Patient advocacy groups sceptical of Delhi Govt’s policy to curb private hospitals' profiteering; legal hurdles await move
Healthcare activists and patient advocacy groups in the Capital have given a cautious welcome to the Delhi government’s long-awaited move to regulate the functioning of private hospitals and restrict their profit margins though many remain sceptical of its effective implementation citing legal hurdles.
According to a draft advisory issued by the state government on May 29, the profits on medicines and consumables at private hospitals and nursing homes in the National Capital Territory is proposed to be capped. Such products could maximum cost 50 per cent more than the purchase price or equal to the MRP, whichever is lower. Though State Health Minister Satyendar Jain has hinted at amendments to the Delhi Nursing Homes Registration Act of 1953 to incorporate these clauses, the legal issues involved in such statutory changes leave many in doubt.

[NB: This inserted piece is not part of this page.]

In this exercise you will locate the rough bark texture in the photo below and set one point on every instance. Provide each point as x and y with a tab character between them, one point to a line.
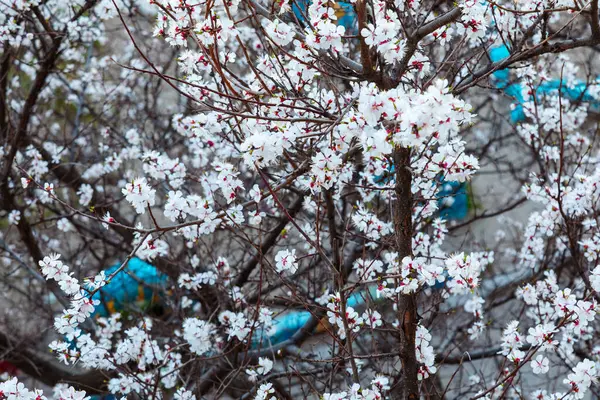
407	304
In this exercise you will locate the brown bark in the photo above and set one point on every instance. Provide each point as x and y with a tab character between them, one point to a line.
408	388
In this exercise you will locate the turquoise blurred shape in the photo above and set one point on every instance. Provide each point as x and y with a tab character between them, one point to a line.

The Delhi government had formed a nine-member panel, which included members from the Indian Medical Association and the Delhi Medical Council, in December 2017 to look into profiteering by private hospitals and the draft guidelines are prepared on the basis of its recommendations. The authorities have put the draft advisory in the public domain to invite objections and suggestions within 30 days. A final set of norms will be crafted on the basis of these inputs.
“It is a step in the right direction. But we have to wait and see how much of these guidelines are applicable. They can expect a slew of lawsuits from hospital promoters. The Delhi Nursing Homes Act is toothless. They have to make numerous amendments to implement these guidelines. It is going to be an uphill task,” Birender Sangwan, the activist lawyer who filed the public interest litigation in the Delhi High Court that led to price capping of key medical devices, told Pharmabiz.
The Delhi government has been promising to implement Clinical Establishment Act (CEA) which will apply to registration and regulation of all clinical establishments. Recently, in a letter to the chief ministers of all states and Union Territories, the Union Health Minister JP Nadda had said that effective implementation of the CEA would deter clinical establishments from indulging in unethical practices. “It would have helped the government act tough on scores of diagnostic centres and pathology labs in the city. The Act has taken effect in Arunachal Pradesh, Himachal Pradesh, Mizoram, Sikkim and all Union Territories except the NCT of Delhi,” Sangwan opined.
While accepting that the Delhi Nursing Homes Act is ineffective, some healthcare activists point out that the CEA is equally ineffectual as it also lacks provisions to check hospital rates. “Even if the state government adopts the CEA, they would need to amend it to introduce these kinds of measures, which won’t be cleared by the Lt Governor. So the state government will issue an advisory but none will need to comply with it,” Malini Aisola of All India Drug Action Network (Aidan) pointed out.
Aidan, a consortium of NGOs in the health sector, has cheered the Delhi government’s “progressive” step stating that it signals a “paradigmatic shift in governmental thinking”.
“We welcome the proposed measures to lower the costs of treatment and bring more transparency and accountability to private healthcare services in the NCT. But we are afraid that the measures need further careful consideration and legal vetting to ensure they do not get stuck in courts. This kind of reform requires a statutory mandate, which could come through substantial modifications to the Delhi Nursing Homes Registration Act 1953, the Act under which these measures are sought to be brought into force. Failing that, an entirely new Act would be required in order to accommodate the measures proposed. In the absence of such legal cover, we are afraid the Delhi government's good intentions will be of little or no avail,” Aidan said in a statement.
“But because of the evident difficulty that the Delhi government has in passing legislation due to the Centre's drive to frustrate any initiative of the state government, it appears to have had no choice other than to go through a route which is unlikely to succeed. It is unfortunate that a state government that is interested in acting to the benefit of patients is forced to intervene in an ineffective manner, even while the Centre refuses to take any meaningful steps towards regulating private hospitals or lowering the prices of medicines and consumables,” Aidan added.
The draft advisory also proposes a 50 per cent waiver on the total bill if a patient dies within six hours of being admitted to a hospital’s emergency or casualty wards. And if a patient dies within 24 hours of admission, 20 per cent of the bill should be reduced. Hospitals won’t be allowed to refuse releasing a deceased patient’s body if the bill has not been paid the protect ‘dignity of the dead’. The guidelines also moot increased transparency in the way hospitals offer packages. If a patient requires additional procedures after being admitted for one surgery, the second surgery should have a 50 per cent discount.